Battle Of Culloden Commemorated In A Scotch Egg
TO Culloden Battlefield, where visitors are asked not to picnic on the remains of fallen soldiers. So requests Alasdair MacNeill, a member of A Circle of Gentlemen, a society which marks the Jacobite cause.
The Circle of Gentleman sounds like a club our patron Old Mr Anorak would be a leading light of, were it not for his morbid dread of being in circles and the requisite holding of hands. Rename it the Rhombus of Gentlemen and you’ve got a new Queen Mary.
Says Mr MacNeill:
“A family of four and their two dogs were sprawled across a grave mound having a picnic. The father was leaning against the headstone eating a Scotch egg and smoking a cigarette.”

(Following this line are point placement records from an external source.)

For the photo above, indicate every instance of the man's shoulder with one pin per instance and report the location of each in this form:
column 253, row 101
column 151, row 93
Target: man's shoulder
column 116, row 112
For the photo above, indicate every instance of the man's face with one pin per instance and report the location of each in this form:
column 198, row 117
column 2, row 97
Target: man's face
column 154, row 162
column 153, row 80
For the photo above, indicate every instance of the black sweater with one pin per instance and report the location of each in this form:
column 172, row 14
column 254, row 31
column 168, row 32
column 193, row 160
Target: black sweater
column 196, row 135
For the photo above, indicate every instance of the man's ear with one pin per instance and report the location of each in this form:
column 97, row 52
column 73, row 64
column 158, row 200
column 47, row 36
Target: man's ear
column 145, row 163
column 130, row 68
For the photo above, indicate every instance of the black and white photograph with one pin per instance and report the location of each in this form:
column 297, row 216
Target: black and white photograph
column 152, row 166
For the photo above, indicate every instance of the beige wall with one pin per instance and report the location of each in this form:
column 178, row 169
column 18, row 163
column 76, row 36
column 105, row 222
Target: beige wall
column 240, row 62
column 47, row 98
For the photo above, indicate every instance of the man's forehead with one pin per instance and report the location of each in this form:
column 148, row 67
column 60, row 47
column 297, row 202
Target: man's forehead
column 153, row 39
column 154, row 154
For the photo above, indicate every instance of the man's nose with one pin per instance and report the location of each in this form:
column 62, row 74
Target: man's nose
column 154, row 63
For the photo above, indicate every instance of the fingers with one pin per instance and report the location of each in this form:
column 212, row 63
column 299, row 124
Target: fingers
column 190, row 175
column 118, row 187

A Scotch egg, aka Instant Haggis. Says the BBC:
The circle member said he would not expect such behaviour to be acceptable at World War I battlefields such as Flanders or Ypres.

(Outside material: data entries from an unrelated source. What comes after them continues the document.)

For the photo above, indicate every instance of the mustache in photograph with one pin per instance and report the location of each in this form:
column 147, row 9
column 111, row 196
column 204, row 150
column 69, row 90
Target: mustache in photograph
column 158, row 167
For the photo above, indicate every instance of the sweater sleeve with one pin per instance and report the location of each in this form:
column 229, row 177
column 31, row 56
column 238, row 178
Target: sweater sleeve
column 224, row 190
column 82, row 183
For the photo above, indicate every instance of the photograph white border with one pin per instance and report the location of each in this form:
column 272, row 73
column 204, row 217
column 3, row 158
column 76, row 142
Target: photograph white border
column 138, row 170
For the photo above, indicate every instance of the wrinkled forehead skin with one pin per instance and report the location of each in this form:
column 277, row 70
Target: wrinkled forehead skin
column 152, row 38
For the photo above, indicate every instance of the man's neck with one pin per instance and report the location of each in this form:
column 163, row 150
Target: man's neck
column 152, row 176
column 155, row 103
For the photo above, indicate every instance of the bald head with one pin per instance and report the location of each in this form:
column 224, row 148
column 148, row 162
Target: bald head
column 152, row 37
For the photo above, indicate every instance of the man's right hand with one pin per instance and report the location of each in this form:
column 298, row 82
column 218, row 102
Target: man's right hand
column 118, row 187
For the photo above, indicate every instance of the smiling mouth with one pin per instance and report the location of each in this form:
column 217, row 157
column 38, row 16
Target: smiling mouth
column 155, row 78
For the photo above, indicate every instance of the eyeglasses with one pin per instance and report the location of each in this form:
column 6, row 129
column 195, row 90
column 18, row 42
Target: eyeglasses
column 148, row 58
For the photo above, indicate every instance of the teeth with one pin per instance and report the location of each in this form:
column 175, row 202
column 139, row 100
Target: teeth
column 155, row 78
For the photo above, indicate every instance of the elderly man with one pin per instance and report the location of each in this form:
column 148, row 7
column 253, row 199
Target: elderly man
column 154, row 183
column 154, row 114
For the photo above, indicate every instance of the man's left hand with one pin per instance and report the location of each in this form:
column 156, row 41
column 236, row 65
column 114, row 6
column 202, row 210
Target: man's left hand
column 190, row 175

But it is prepared to be outraged…
File under: Putting the Picts in Pictnics.
Posted: 15th, July 2009 | In: Media Comments (3) | Follow the Comments on our RSS feed: RSS 2.0 | TrackBack | Permalink
Comments





July 15th, 2009 at 3:21 pm
whatever they are, they’ve caused a bit of a McFlurry…..
July 15th, 2009 at 11:42 am
Its not those McBurgers is it?
July 15th, 2009 at 11:37 am
Apparently the dead at Culloden were buried in such shallow graves that a recent cleanup of the picnic area accidentally produced 3 skips of old bones and had visitors falling to their knees with cries of ‘Macdonalds, nous sommes ici’.